Wednesday, December 7, 2022

The Menu

Smoking murders your palate, wouldbe gourmand Tyler advises date Margot in the film’s first scene, as they prepare to leave for the special $1,250/plate dinner on a remote island. Haute cuisine here also kills.

Margot is a last-minute replacement for the woman Tyler originally booked for the dinner. Her arrival disturbs the management because she doesn’t readily qualify for the master Chef Slowik’s intention: a burning Day of Judgment both for all the “Takers” who selfishly abuse humanity and nature and for all the “Givers” who abet them. With the rage of an Old Testament prophet Slowik plans to destroy the entire system, the evil and those who serve them. At least, the system on that island.

Because Margot does not belong on the 12-sinner guest list, for this precious Last Supper, Slowik allows her to choose whether to die among the Takers or among the Givers.  When she is tricked into radioing for outside help, Slowik demotes her to the Takers.

But Margot is radically unlike all the others. Unlike the suicidal Givers working the kitchen and the fortress, she has not sold her soul to the charismatic charlatan chef (an echo of Trump and the other populist false gods). Unlike the Takers, she comes from the service industries. Depending on serving others, she has learned how to protect herself and how to deal with unexpected threats. The servicers are not as helpless as the served, the self-servicers. 

Likelier an expensive escort than a waitress, Margot outsmarts the brilliant despot chef by slipping him out of his rigid pattern of behaviour into another one. He is locked into the routine of high concept absurdly specialist dishes, over which he asserts mortal authority. To escape Slowik she shifts him into another plot. By rejecting his food she challenges his manhood and authority. By ordering a prosaic cheeseburger she shifts him into another pattern of bahaviour. Powerful with his own menu, he’s helpless in her new script, her "menu." She requests a takeout box. When Chef Slowik provides that their new pattern of behaviour allows her to leave with it. 

The satire in this brilliant, harsh work cuts all ways. Except for Margot, all the other diners are demonstrably selfish and corrupt. One’s husband, dressed executive, is among Margot’s clients. His chopped-off finger is a euphemism, Another table seats men criminally associated with the island owner. A compromised highclass restaurant reviewer is with grovelling enabler. The famous movie star has such a rampaging ego he won’t let his PA quit.

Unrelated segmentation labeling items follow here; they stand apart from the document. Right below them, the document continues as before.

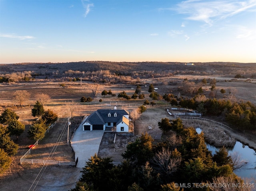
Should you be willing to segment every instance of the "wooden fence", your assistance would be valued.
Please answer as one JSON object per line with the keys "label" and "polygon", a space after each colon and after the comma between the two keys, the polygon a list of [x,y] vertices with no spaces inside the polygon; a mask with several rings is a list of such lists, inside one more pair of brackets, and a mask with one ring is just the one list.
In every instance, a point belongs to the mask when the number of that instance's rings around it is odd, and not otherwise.
{"label": "wooden fence", "polygon": [[65,161],[57,161],[48,160],[40,160],[38,159],[20,159],[20,163],[31,163],[33,164],[34,163],[43,163],[44,165],[46,164],[58,164],[60,165],[72,165],[75,166],[76,162],[67,162]]}

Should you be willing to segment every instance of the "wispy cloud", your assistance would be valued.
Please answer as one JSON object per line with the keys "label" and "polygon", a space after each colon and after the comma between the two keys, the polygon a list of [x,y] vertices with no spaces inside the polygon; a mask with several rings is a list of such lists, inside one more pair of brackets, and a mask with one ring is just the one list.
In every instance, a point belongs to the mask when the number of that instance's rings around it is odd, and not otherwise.
{"label": "wispy cloud", "polygon": [[94,4],[90,3],[89,0],[81,0],[83,7],[85,10],[85,12],[84,15],[84,17],[86,17],[91,10],[91,7],[93,7]]}
{"label": "wispy cloud", "polygon": [[186,38],[187,38],[185,40],[186,41],[187,41],[189,39],[189,38],[190,38],[190,37],[189,37],[188,36],[188,35],[186,35],[185,36],[184,36],[185,37],[186,37]]}
{"label": "wispy cloud", "polygon": [[168,35],[172,37],[174,37],[177,35],[182,34],[183,33],[183,31],[172,30],[168,32]]}
{"label": "wispy cloud", "polygon": [[36,38],[32,36],[19,36],[15,34],[0,34],[0,37],[5,37],[6,38],[15,38],[20,40],[25,40],[26,39],[32,39]]}
{"label": "wispy cloud", "polygon": [[[178,4],[179,13],[188,15],[186,19],[204,22],[211,26],[216,20],[250,11],[256,7],[256,0],[241,2],[238,0],[188,0]],[[173,8],[160,10],[173,10]]]}
{"label": "wispy cloud", "polygon": [[58,50],[60,51],[65,51],[67,52],[84,52],[85,53],[88,53],[91,54],[93,54],[95,53],[95,52],[93,51],[87,51],[85,50],[74,50],[72,49],[55,49],[56,50]]}
{"label": "wispy cloud", "polygon": [[242,26],[238,27],[237,31],[236,37],[237,38],[253,38],[253,35],[255,34],[252,30]]}

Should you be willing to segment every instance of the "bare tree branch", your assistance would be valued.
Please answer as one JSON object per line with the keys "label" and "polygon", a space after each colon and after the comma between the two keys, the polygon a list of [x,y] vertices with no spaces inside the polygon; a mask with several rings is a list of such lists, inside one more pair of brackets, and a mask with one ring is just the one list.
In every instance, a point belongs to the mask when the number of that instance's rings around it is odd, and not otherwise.
{"label": "bare tree branch", "polygon": [[71,118],[73,119],[73,113],[76,109],[78,103],[75,102],[75,100],[71,100],[70,102],[65,102],[65,103],[69,111],[71,112]]}

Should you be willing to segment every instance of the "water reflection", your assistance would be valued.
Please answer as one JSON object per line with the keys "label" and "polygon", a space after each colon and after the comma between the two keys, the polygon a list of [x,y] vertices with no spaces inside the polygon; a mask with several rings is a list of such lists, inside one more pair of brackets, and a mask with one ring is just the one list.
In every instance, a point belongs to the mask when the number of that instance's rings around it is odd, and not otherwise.
{"label": "water reflection", "polygon": [[[196,129],[197,133],[200,134],[202,130],[199,128]],[[212,151],[212,155],[216,152],[216,150],[218,149],[215,147],[206,144],[208,150]],[[238,176],[243,178],[251,178],[252,177],[255,177],[256,175],[256,152],[249,148],[247,146],[244,145],[241,142],[237,141],[233,148],[227,148],[228,151],[228,154],[232,155],[232,154],[237,153],[240,156],[241,159],[244,159],[248,162],[245,166],[243,168],[234,170],[234,172]]]}

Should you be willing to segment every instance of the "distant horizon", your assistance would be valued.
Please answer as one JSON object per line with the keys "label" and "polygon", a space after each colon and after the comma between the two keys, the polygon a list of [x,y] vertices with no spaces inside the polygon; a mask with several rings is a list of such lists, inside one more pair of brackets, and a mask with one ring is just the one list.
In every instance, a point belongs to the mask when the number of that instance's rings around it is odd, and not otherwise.
{"label": "distant horizon", "polygon": [[256,63],[256,0],[0,0],[0,63]]}
{"label": "distant horizon", "polygon": [[68,62],[19,62],[16,63],[0,63],[0,65],[5,65],[5,64],[62,64],[62,63],[79,63],[79,62],[108,62],[112,63],[140,63],[140,62],[159,62],[159,63],[238,63],[240,64],[256,64],[256,62],[226,62],[222,61],[209,61],[209,62],[178,62],[178,61],[103,61],[103,60],[87,60],[86,61],[68,61]]}

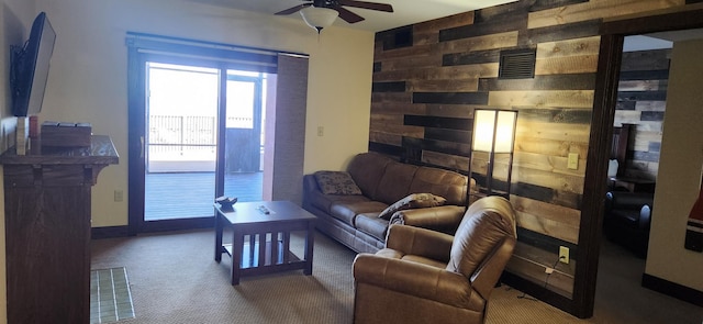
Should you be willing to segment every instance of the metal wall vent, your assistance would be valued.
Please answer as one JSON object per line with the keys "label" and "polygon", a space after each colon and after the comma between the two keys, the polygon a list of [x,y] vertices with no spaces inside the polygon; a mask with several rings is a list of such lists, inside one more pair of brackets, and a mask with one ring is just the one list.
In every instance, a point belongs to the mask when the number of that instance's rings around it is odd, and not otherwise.
{"label": "metal wall vent", "polygon": [[531,79],[535,77],[537,49],[501,51],[499,79]]}

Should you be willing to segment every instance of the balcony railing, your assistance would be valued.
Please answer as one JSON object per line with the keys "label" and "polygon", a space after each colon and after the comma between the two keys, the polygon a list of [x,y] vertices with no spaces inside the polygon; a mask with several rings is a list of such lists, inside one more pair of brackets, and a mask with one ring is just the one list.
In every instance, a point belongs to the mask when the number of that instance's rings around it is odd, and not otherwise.
{"label": "balcony railing", "polygon": [[[230,129],[252,129],[250,118],[227,118]],[[214,116],[150,115],[149,158],[179,159],[212,156],[217,143]]]}

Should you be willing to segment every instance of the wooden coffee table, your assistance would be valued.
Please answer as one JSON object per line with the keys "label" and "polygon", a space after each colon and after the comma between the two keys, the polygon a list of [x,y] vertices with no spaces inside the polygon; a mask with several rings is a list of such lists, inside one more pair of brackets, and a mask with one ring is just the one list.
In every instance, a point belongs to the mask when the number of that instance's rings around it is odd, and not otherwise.
{"label": "wooden coffee table", "polygon": [[[312,275],[312,252],[317,217],[290,201],[237,202],[233,209],[215,203],[215,261],[232,257],[232,286],[244,276],[299,270]],[[231,227],[232,244],[222,244]],[[290,252],[290,233],[305,232],[304,256]]]}

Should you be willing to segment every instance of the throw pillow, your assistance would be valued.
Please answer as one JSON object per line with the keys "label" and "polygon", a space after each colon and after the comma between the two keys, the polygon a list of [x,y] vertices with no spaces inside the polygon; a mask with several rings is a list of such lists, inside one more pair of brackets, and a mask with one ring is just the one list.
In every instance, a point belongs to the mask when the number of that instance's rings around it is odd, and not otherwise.
{"label": "throw pillow", "polygon": [[390,220],[397,211],[437,206],[443,205],[445,202],[447,202],[446,199],[439,195],[434,195],[432,193],[411,193],[408,197],[389,205],[380,214],[378,214],[378,216],[384,220]]}
{"label": "throw pillow", "polygon": [[345,171],[316,171],[315,180],[324,194],[361,194],[361,189]]}

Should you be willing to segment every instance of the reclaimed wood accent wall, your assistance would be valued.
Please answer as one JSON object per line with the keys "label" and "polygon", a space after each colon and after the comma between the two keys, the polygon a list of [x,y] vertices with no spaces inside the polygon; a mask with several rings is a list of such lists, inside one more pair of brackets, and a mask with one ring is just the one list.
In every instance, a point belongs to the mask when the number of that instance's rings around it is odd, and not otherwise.
{"label": "reclaimed wood accent wall", "polygon": [[614,126],[634,124],[625,176],[656,180],[671,49],[623,53]]}
{"label": "reclaimed wood accent wall", "polygon": [[[517,110],[518,244],[507,270],[572,298],[574,257],[588,244],[579,227],[601,20],[678,5],[684,0],[522,0],[379,32],[369,150],[464,174],[471,164],[481,177],[483,157],[470,160],[473,110]],[[499,79],[500,52],[524,48],[536,51],[535,77]],[[576,170],[569,153],[579,154]],[[568,265],[556,262],[559,246],[571,249]]]}

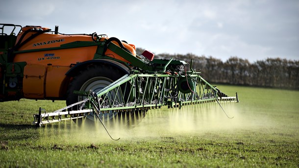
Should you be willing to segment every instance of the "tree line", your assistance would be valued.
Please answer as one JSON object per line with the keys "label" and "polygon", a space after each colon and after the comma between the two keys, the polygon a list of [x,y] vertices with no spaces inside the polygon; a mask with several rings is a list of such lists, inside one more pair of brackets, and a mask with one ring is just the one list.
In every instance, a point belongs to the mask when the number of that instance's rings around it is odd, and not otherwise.
{"label": "tree line", "polygon": [[[143,50],[137,48],[137,54],[141,55]],[[193,69],[200,71],[200,75],[209,82],[299,89],[299,60],[269,58],[250,63],[247,59],[236,56],[224,62],[212,56],[192,53],[155,55],[156,59],[172,57],[189,63],[192,59]]]}

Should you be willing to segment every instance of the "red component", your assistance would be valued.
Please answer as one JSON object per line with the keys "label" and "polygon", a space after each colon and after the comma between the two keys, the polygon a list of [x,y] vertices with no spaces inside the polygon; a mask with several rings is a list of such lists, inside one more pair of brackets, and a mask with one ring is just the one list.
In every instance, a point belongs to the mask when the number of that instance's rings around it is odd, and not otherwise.
{"label": "red component", "polygon": [[155,56],[155,54],[146,50],[143,51],[141,55],[149,59],[150,61],[152,61],[153,57]]}

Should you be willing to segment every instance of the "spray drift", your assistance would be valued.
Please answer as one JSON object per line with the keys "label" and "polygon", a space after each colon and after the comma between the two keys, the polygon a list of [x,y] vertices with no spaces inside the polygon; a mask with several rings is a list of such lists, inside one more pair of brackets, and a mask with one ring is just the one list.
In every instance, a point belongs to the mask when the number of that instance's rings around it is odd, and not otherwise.
{"label": "spray drift", "polygon": [[[97,93],[75,91],[84,99],[52,113],[40,109],[39,114],[34,115],[33,124],[40,126],[73,120],[80,124],[86,118],[86,120],[99,120],[109,134],[105,122],[117,120],[125,125],[134,124],[151,109],[167,106],[180,109],[184,105],[217,102],[226,115],[221,102],[239,101],[237,93],[228,96],[203,79],[191,66],[191,70],[187,71],[184,62],[173,61],[172,59],[159,62],[164,65],[159,72],[132,70]],[[119,139],[109,136],[114,140]]]}

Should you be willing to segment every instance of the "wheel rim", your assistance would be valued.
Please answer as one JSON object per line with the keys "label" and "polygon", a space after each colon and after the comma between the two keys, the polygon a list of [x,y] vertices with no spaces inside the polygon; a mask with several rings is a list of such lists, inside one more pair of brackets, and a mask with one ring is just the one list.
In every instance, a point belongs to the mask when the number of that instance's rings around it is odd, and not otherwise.
{"label": "wheel rim", "polygon": [[[113,80],[107,77],[103,76],[95,77],[85,82],[80,88],[80,91],[89,92],[90,90],[92,90],[94,92],[97,93],[113,82]],[[113,92],[112,97],[114,97],[116,95],[116,93]],[[86,97],[86,96],[78,96],[78,101],[82,100]],[[113,113],[112,111],[110,111],[107,113],[100,114],[99,117],[102,121],[107,121],[112,119],[117,115],[117,112]],[[95,117],[93,112],[91,112],[89,115],[86,115],[86,118],[88,120],[94,121],[99,120],[97,117]]]}

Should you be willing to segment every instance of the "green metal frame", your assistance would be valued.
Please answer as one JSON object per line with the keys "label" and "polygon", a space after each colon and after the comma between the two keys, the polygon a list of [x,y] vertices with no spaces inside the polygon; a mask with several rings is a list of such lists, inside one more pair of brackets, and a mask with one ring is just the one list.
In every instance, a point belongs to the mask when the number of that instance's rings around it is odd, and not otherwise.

Slowik condemns her to die because she didn’t fund her Brown U degree with student loans. They all deserve to die, determines the master chef, who panders to their privilege with “meals” of absurd scarcity, pretentiousness and wastefulness.      

The customers are first disturbed when their tacos bear photos of their various guilts. Here they are supposed to eat what they are, not the minute refinement to which they aspire. The chef humiliates pretentious Tyler by letting him expose his own overblown claim to know cuisine. Tyler hangs himself, following the staff Chef wannabe Jeremy, who blows his brains. He wanted the Chef’s life but fell short so he makes himself a menu item. Not even the Chef’s death-in-life mother escape the moral anesthetizing, stupor and ultimate murder by her prize son. At last, a matricide on the menu not the mattress.

The Chef rails against the public vulgarization of “eating.” But his preciosity in addressing absurd “tastes” is an equivalent folly and abuse of nature. Appropriately, having presumed to a moral superiority for his aesthetic dedication of diet, the Chef and his robotized followers die with their target victims in a conflagration of Smores. The gourmands and their slaves burn away in treacly vulgarity, melting together.

The coincidence of this film’s release with Triangle of Sadness (see my blog) suggests a widening awareness of the growing abyss between the Takers and the Givers. Instead of yacht workers saving their helpless masters, though, here the system is so compromised that the Givers prove as selfless and suicidal as the Takers. They all perpetuate the system — and devote themselves to an amoral leader with far less character than charisma.  

“I told you we weren’t leaving,” asserts the smug movie star. Of course, he’s used to “living” in disaster/horror movie scripts. But his attempt to escape this one fails. More like his victims than he would believe, the Chef has reduced himself to a menu item, serving up his own integrity with every silly dish. While he is unable to revise or control his compulsions, our Margot does. She escapes that absurd, fatal menu by requesting the humble cheeseburger. She has the heart and intelligence to deploy it.